Out-of-State Fee Challenged

Chemical Waste Management, which operates the country's largest hazardous waste facility in Emelle, Ala., is challenging a 1990 state law that imposes a $72-perton fee on waste generated out of state but disposed within alabama's borders. The fee is in addition to a base levy of $26.50 per ton imposed on all waste disposed at Alabama facilities.

Because the $72-per-ton fee applies only to wastes produced out of state, Chemical Waste Management argues, the fee is unconstitutional.

The firm alleges that the fee violates the Constitution's commerce clause, which delegates to Congress sole authority to regulate interstate trade. The Supreme Court has long interpreted the clause to mean states cannot erect barriers, such as discriminatroy taxes, to the free flow of goods and services across state lines.

Alabama officials concede the $72 charge discriminates against out-of-state waste but insist the levy is "not simple economic protectionism." Gov. Guy Hunt, in legal briefs recently submitted to the Supreme Court, said the levy is "a legitimate measure to protect public safety, health, and the environment."

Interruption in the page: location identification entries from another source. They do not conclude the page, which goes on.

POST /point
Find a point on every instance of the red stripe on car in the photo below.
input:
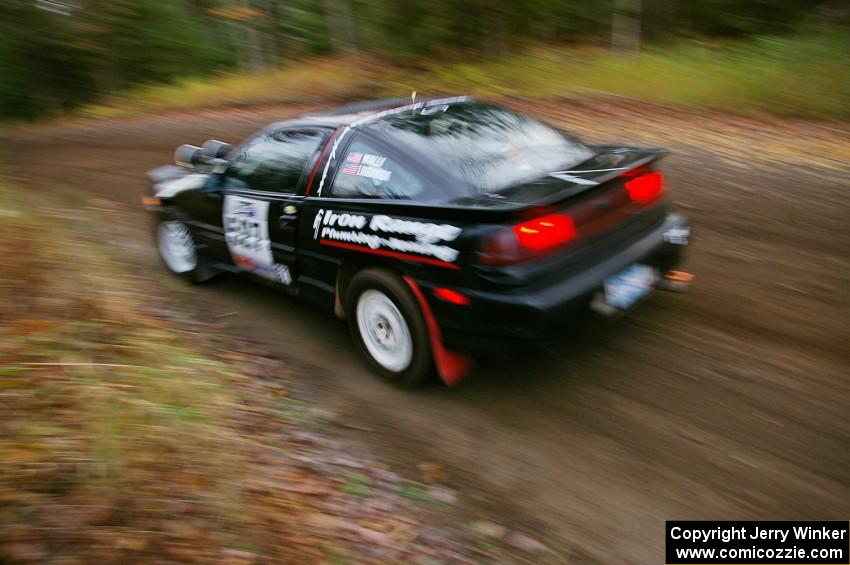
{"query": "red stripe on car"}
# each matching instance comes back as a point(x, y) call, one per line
point(387, 253)
point(451, 365)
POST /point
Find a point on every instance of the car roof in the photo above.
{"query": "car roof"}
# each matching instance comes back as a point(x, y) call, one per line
point(361, 112)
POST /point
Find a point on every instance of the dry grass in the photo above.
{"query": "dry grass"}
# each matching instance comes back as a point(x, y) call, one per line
point(130, 433)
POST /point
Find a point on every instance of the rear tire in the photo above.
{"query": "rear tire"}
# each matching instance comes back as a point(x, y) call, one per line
point(388, 328)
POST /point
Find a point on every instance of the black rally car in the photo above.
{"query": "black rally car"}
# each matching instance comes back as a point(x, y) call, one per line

Gov. Hunt cited several recent Supreme Court precedents to bolster his view, including the court's ruling in a 1988 case, New Energy Co. v. Limbach. In that case, the court said states "may validate a statute that discriminates against interstate commerce by showing that it advances a legitimate local purpose that cannot be adequately served by reasonable nondiscriminatory alternatives."

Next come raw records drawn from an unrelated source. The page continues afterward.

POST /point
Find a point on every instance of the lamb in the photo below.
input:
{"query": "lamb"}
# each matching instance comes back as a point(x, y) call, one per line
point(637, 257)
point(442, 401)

But Chemical Waste Management lawyers countered that the Supreme Court imposes a high burden on states in proving they have a good reason to impose discriminatory fees and taxes. For example, in Hughes v. Oklahaoma, a 1979 case, the court said such levies must be subjected to "the strictest scrutiny" to ascertain legitimate local purposes and "the absence of non-discriminatory motives."

In one landmark case involving the volatile issue of hazardous waste disposal, the court in 1978 ruled in the City of Philadelphia v. New Jersey that New Jersey could not bar disposal of out-of-state wastes within its borders while at the same time permitting disposal of in-state wastes.

The court in that case said the commerce clause does not allow states to discriminate "against articles of commerce coming from outside the state unless there is some reason, apart from their origin, to treat them differently." Concluding that there was no reason to distinguish between out-of-state and instate wastes, the court found the law "clearly impermissible under the commerce clause."

Other High Court Action

In other action yesterday, the Supreme Court let stand a federal appeals court ruling shielding a municipally owned cable television service from antitrust lawsuits.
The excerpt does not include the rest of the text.